PPP is a common disease that is often refractory to treatment and shows a high recurrence rate. Unlike psoriasis, there are no reported associations with candidate genes within the PSORS1 locus or tumor necrosis factor (TNF)-α promoter polymorphisms. Female predominance and high prevalence in smokers are characteristic. Cessation of smoking is essential for the treatment course of PPP. Consideration of comorbidities such as streptococcal or Helicobacter pylori infection, diabetes mellitus, thyroid disease, celiac disease or osteoarthropathy is necessary. Tonsillectomy can be helpful if a streptococcal focus is found. A gluten-free diet is recommended if gluten intolerance is proved. At the beginning of therapy and in patients with milder symptoms of PPP, potent topical corticosteroids are the treatment of choice and are even more effective when used under occlusion. Psoralen and ultraviolet A light (PUVA) therapy is also effective. In more severe or recalcitrant courses of disease systemic medication should be considered. The retinoid acitretin (starting dose 0.3–0.5 mg/kg body weight) is proven, but practical use in women is limited due to teratogenicity. There is evidence that the combination of PUVA with systemic retinoids is superior to the individual treatments. Low-dose cyclosporine (1–4 mg/kg daily) and methotrexate (10–25 mg once weekly) can cause improvement of PPP, but requires careful clinical and laboratory monitoring. Fumaric acid esters have also been reported to be effective.
A multitude of other therapeutic proposals for the treatment of PPP decorate the literature. Among those, the use of the retinoic acid metabolism blocking agent liarozole showed at least modest efficacy.
Reports on tumor necrosis factor (TNF)-α antagonist therapy in PPP show conflicting results, with many reports highlight initiation or aggravation of the disease. Non-TNF-α-inhibiting biologic agents such as alefacept or ustekinumab might be promising new therapeutic options especially in recalcitrant cases. Controlled clinical trials are needed to substantiate the evidence.

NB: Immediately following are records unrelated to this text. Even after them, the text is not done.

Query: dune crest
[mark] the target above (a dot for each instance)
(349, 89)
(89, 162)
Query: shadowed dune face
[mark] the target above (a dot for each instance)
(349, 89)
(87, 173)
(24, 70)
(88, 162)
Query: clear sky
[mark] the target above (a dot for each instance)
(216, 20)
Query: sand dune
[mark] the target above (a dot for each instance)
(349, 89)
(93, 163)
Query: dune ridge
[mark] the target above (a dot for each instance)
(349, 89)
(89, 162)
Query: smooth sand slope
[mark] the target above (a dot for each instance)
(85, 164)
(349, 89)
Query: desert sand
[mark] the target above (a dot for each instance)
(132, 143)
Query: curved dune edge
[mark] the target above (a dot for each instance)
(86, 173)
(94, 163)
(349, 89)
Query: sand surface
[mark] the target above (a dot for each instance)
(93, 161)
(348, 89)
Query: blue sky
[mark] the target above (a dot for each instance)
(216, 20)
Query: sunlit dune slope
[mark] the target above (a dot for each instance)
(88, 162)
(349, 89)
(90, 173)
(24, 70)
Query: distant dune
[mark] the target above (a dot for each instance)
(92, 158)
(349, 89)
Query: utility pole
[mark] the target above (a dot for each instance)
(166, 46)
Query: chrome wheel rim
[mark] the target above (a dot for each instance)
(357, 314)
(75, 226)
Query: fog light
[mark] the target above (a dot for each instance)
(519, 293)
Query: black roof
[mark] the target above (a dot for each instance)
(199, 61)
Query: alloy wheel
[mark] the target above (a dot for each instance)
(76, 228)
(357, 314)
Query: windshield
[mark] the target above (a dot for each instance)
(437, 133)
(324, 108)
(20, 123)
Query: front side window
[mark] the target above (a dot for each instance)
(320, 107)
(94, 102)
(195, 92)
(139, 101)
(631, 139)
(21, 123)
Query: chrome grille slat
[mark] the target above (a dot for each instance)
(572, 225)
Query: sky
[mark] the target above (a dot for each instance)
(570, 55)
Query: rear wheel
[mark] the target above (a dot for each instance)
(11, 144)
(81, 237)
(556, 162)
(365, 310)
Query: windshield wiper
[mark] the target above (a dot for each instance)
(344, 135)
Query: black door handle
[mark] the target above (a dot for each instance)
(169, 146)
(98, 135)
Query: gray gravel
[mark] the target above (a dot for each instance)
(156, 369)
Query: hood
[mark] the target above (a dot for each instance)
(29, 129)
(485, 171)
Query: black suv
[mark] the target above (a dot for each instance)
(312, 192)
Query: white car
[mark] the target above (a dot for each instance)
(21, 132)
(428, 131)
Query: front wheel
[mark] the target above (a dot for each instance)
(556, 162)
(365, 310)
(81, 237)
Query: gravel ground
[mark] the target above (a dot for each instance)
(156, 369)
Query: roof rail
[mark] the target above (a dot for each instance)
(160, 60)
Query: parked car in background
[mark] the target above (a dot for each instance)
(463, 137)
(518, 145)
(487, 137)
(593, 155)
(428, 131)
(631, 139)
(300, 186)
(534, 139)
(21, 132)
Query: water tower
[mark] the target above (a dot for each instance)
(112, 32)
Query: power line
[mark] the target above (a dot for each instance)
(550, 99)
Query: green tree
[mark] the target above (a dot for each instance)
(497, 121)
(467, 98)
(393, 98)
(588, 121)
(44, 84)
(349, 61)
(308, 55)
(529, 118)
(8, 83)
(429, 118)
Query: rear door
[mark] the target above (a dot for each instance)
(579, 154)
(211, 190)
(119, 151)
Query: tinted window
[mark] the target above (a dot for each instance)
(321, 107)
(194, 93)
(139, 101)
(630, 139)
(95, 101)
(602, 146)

Screen for infection with streptococci or Helicobacter pylori
Gluten intolerance
Thyroid disease
Diabetes mellitus
Osteoarthropathy
Exclude SAPHO (synovitis, acne, pustulosis, hyperostosis, and osteitis)
Mrowietz U, van de Kerkhof PC. Br J Dermatol 2011; 164: 942–6.
Overview on comorbidities and treatment strategies for PPP, also discussing and current data on tonsillectomy and a probable ‘tonsil-palmoplantar-skin axis’.
Sáez-Rodríguez M, Noda-Cabrera A, García-Bustínduy M, Guimerá-Martín-Neda F, Dorta-Alom S, Escoda-García M, et al. Clin Exp Dermatol 2002; 27: 720.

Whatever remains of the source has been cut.